[SOLVED] Dump guest memory

Jul 19, 2018
53
4
13
Hello guys!

I'm currently working on a paper for hypervisor-based malware detection.
Therefore I need to dump the guests memory.

My first intention was to try using the libvmi python package - but it failed. As I've read proxmox isn't using libvmi.

I've already dumped memory <=4 GB using qm monitor (qmemsave & memsave). The problem: you can't dump bigger memories (32-bit).
Does anyone know how to proper dump the guests memory?

best regards
 
Jul 19, 2018
53
4
13
Hi Chris!

I know the dump-guest-memory [filename] - command in "qm monitor".
Do you possibly know if this script does the same as the built-in 'tool'?

I've found out that the dump-guest-memory command in qm monitor does fail with the following error:
"
ERROR: VM 150 qmp command 'human-monitor-command' failed - got timeout
"
 

Chris

Proxmox Staff Member
Staff member
Jan 2, 2019
598
58
28
Hi Chris!

I know the dump-guest-memory [filename] - command in "qm monitor".
Do you possibly know if this script does the same as the built-in 'tool'?
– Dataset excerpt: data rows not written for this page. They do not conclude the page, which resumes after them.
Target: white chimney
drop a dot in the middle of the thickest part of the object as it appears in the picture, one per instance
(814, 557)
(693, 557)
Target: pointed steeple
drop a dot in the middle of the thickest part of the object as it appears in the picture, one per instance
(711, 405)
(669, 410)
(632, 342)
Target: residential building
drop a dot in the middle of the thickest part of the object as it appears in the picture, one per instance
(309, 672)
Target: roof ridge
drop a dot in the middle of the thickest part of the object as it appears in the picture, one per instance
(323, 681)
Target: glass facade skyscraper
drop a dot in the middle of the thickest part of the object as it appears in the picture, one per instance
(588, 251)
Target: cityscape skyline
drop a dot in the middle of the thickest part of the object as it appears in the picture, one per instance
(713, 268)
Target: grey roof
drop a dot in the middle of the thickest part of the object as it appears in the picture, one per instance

I've found out that the dump-guest-memory command in qm monitor does fail with the following error:
"
ERROR: VM 150 qmp command 'human-monitor-command' failed - got timeout
"
Using qm monitor will most likely not work, as you see we have timeout ecc. wrapped around commands.
You can try to use the monitor by using a unix socket:
* Extract the qemu command line with all parameters for the VMID qm showcmd VMID
* Append -monitor unix:qemu-monitor-socket,server,nowait and execute it
* Attach to the socket using socat socat -,echo=0,icanon=0 unix-connect:qemu-monitor-socket
 
Jul 19, 2018
53
4
13
Hi!
I've managed to extract guest-memory.
The problem is that I assume that the file size is x GB (in my case 8GB). BUT it doesn't contain valid data.
The volatility framework (both v2 and v3) doesn't even detect a OS version.

any ideas?

PS: the volatility framework is a framework to analyse memory dumps
 

Chris

Proxmox Staff Member
Staff member
Jan 2, 2019
598
58
28
Hi!
I've managed to extract guest-memory.
The problem is that I assume that the file size is x GB (in my case 8GB). BUT it doesn't contain valid data.
The volatility framework (both v2 and v3) doesn't even detect a OS version.

any ideas?

PS: the volatility framework is a framework to analyse memory dumps
I just tried to dump memory from a guest with dump-guest-memory path-to-dump.img and file path-to-dump.img tells me ELF 64-bit LSB core file, x86-64, version 1 (SYSV), SVR4-style. So it should work in principle?
How did you dump the memory? Did you maybe compress the dump file via a flag? see: https://qemu.weilnetz.de/doc/qemu-doc.html#pcsys_005fmonitor
 
Jul 19, 2018
53
4
13
I'm having the same file informations.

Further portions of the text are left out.